SUN SETS ON THE MUSEUM
Last week this 1,500-year-old building in Istanbul held Friday prayers for the first time in 84 years after the controversial decision to turn it from a museum back into a mosque. The change — 15 years of court cases in the making — has been hugely divisive, with critics calling it a populist political move that alienates non-Muslims, and will no doubt have a negative impact on visitors’ ability to admire the treasures within.
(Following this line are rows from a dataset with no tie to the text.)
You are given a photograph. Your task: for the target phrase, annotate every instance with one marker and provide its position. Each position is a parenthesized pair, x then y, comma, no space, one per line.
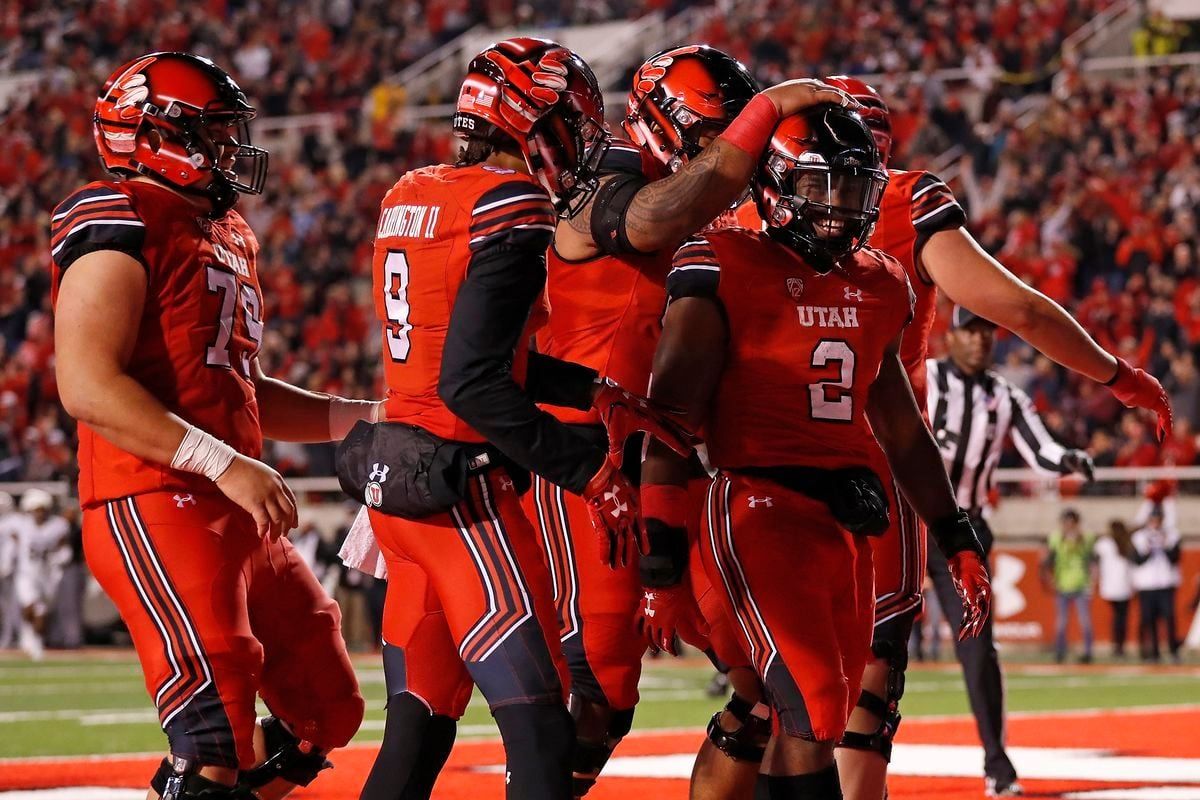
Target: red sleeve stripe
(929,215)
(89,223)
(501,228)
(519,198)
(88,200)
(59,230)
(521,211)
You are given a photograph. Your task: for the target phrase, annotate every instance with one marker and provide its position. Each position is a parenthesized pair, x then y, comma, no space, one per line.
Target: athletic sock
(810,786)
(538,744)
(397,767)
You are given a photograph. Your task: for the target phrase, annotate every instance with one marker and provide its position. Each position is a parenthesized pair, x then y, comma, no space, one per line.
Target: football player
(784,348)
(459,268)
(159,318)
(605,307)
(923,226)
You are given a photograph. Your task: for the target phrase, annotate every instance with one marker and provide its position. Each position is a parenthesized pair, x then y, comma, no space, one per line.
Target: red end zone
(1140,755)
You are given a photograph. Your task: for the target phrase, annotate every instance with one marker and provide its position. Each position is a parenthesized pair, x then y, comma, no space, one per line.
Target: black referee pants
(981,663)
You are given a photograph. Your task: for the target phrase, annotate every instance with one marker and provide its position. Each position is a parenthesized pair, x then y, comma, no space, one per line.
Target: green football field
(96,704)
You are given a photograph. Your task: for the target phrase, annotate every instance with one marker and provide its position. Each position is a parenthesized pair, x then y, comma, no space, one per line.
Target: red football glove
(612,504)
(667,614)
(970,576)
(623,413)
(533,90)
(1139,389)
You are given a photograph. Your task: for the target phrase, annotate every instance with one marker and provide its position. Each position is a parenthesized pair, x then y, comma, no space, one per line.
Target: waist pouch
(855,494)
(406,471)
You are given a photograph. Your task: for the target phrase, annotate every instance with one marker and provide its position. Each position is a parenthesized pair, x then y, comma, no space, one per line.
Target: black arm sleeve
(609,210)
(559,383)
(477,384)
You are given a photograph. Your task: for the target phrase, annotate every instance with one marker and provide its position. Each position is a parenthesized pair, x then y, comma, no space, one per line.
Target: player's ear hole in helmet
(541,100)
(683,96)
(181,120)
(820,184)
(874,110)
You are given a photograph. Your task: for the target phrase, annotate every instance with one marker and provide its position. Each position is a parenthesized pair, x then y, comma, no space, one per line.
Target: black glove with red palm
(955,537)
(624,413)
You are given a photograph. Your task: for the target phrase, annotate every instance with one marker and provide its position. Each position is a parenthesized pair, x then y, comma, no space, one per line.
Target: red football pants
(799,589)
(899,565)
(597,606)
(469,601)
(217,615)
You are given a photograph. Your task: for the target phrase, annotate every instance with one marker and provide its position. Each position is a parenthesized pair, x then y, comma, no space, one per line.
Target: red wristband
(665,503)
(750,131)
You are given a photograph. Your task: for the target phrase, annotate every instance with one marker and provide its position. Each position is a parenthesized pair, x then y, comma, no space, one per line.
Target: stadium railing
(1029,505)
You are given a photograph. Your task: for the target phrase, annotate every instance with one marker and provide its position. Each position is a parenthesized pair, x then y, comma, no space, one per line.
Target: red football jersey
(915,206)
(432,223)
(804,348)
(605,312)
(199,331)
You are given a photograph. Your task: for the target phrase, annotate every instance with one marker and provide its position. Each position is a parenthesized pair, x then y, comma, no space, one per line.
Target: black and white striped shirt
(971,416)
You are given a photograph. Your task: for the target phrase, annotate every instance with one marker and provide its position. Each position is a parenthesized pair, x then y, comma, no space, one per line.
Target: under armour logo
(618,507)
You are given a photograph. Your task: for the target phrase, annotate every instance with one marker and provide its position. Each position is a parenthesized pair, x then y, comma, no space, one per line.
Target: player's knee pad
(748,741)
(178,780)
(887,708)
(598,731)
(288,757)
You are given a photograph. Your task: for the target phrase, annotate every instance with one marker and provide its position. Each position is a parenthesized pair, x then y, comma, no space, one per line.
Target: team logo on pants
(373,493)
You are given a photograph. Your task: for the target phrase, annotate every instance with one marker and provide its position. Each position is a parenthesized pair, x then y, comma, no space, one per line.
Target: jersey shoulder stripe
(695,270)
(504,211)
(934,206)
(95,217)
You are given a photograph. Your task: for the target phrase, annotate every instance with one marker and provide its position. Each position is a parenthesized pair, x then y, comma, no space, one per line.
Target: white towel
(360,551)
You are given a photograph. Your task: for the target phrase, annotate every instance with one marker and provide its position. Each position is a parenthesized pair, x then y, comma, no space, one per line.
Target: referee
(972,410)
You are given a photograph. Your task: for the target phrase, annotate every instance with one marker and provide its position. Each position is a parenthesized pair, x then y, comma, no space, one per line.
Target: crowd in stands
(1095,203)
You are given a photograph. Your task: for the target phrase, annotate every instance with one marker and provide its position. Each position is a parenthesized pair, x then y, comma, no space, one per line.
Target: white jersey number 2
(831,400)
(395,300)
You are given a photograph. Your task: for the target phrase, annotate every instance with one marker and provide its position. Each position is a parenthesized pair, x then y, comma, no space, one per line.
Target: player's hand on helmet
(1139,389)
(1080,463)
(262,493)
(792,96)
(970,576)
(669,614)
(612,505)
(624,413)
(538,88)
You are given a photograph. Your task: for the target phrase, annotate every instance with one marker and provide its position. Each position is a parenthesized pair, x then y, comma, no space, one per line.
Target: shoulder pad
(99,216)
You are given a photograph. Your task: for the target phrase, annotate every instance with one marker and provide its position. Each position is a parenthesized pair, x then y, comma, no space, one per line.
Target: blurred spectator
(1157,577)
(1068,570)
(1113,555)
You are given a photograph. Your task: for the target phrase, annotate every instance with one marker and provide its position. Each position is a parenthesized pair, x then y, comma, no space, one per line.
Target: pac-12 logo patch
(373,493)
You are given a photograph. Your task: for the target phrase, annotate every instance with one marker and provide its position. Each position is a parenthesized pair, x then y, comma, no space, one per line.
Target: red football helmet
(545,98)
(202,118)
(874,113)
(820,184)
(682,95)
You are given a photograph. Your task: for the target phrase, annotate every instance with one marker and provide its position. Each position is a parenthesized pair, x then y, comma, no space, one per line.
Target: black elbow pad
(609,210)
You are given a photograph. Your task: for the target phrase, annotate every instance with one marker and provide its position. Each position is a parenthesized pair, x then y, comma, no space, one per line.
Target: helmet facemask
(820,185)
(216,140)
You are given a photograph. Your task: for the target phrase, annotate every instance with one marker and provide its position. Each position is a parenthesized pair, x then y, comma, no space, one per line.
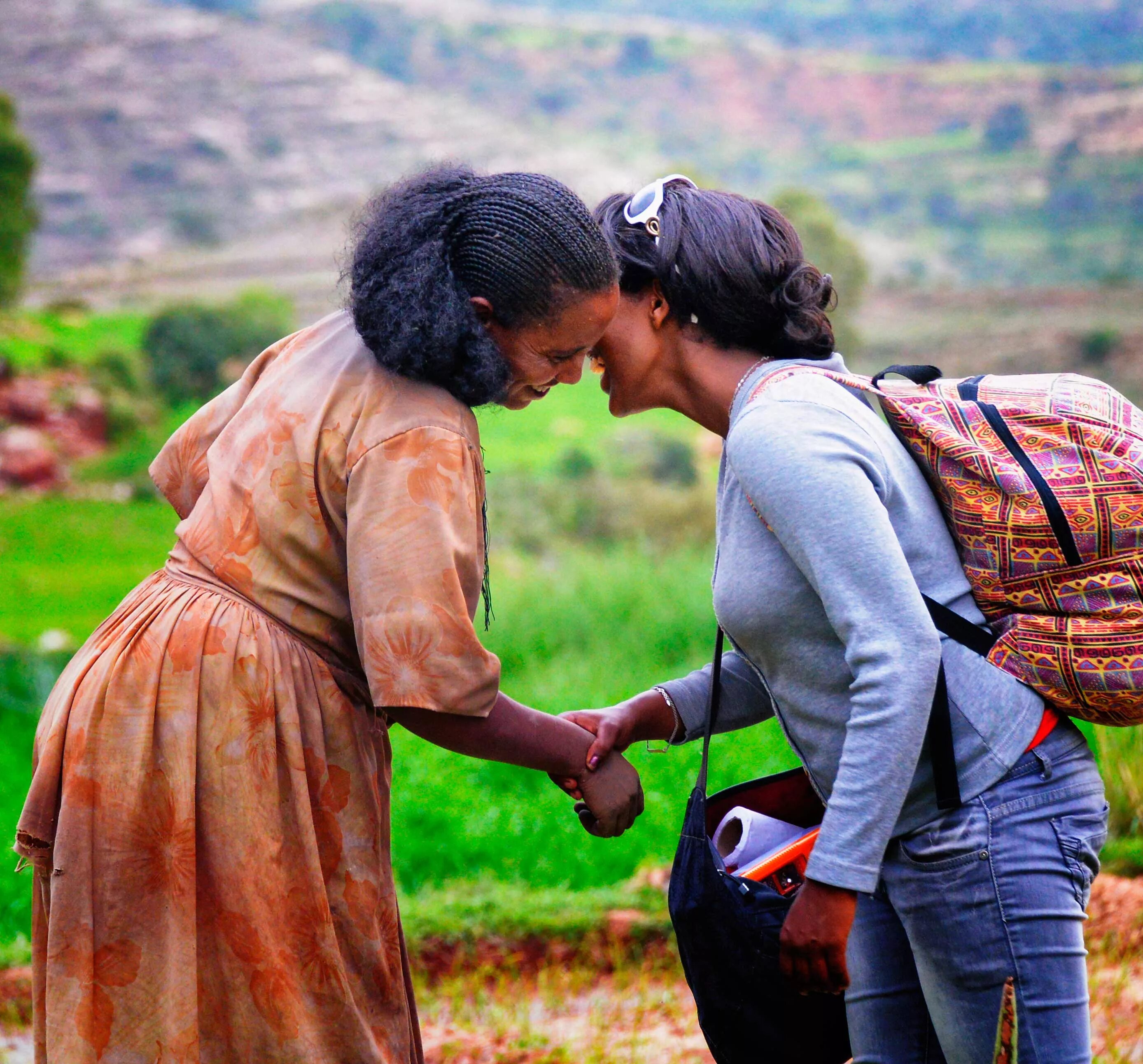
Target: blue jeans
(996,888)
Built in 537 on the orders of Byzantine Emperor Justinian I, the building has been a church — an Eastern Orthodox cathedral, a Roman Catholic cathedral, then an Eastern Orthodox cathedral again — and was converted into a mosque in 1453. In 1934, Mustafa Kemal Ataturk, the founding father of the Turkish republic, had it declared a museum — what the Washington Post calls “a monument to a universal legacy that transcends religion and underscored Istanbul’s place at the heart of different cultures and faiths”.
Today, it is one of Turkey’s top attractions; an estimated 3.7-million visited in 2019.
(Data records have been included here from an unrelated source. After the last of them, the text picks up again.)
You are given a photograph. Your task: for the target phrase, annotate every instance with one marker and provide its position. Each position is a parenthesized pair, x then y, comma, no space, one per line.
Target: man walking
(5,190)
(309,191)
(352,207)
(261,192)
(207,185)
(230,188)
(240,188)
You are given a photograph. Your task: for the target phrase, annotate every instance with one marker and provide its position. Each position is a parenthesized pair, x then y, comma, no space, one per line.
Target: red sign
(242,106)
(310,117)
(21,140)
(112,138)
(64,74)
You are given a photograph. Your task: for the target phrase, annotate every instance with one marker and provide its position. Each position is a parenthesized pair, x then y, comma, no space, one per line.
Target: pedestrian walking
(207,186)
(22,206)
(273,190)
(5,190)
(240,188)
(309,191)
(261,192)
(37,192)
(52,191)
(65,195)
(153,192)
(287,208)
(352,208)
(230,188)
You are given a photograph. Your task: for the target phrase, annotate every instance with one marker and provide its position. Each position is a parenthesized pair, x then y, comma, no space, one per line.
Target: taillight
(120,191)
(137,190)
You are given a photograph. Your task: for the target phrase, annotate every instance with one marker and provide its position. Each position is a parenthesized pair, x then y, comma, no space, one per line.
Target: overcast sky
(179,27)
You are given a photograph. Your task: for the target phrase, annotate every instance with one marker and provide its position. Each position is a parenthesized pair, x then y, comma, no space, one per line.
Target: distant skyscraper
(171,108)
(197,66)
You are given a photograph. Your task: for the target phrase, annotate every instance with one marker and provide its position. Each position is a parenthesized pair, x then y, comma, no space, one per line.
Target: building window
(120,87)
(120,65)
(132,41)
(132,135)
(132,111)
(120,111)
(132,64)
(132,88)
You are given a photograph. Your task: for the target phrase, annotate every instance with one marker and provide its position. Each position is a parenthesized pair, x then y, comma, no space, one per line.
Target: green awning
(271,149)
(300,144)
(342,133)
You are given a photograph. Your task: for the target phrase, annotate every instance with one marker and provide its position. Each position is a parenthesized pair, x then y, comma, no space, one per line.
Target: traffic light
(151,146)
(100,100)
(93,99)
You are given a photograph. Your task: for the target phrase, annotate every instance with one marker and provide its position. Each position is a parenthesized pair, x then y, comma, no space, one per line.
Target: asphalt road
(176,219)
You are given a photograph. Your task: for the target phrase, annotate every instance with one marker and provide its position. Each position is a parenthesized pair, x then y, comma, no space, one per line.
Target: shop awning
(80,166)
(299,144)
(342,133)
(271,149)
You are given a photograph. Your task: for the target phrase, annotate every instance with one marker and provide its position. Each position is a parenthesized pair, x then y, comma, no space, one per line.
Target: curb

Though the government has said it will remain open to visitors of all nationalities and faiths, and that the Christian iconography inside will be preserved (but covered up during prayers), not all are convinced. Unesco, for one, says it may be stripped of its world heritage status as a place of “universal value”, since the “inclusive and equitable participation of communities” is a condition that the building may no longer meet.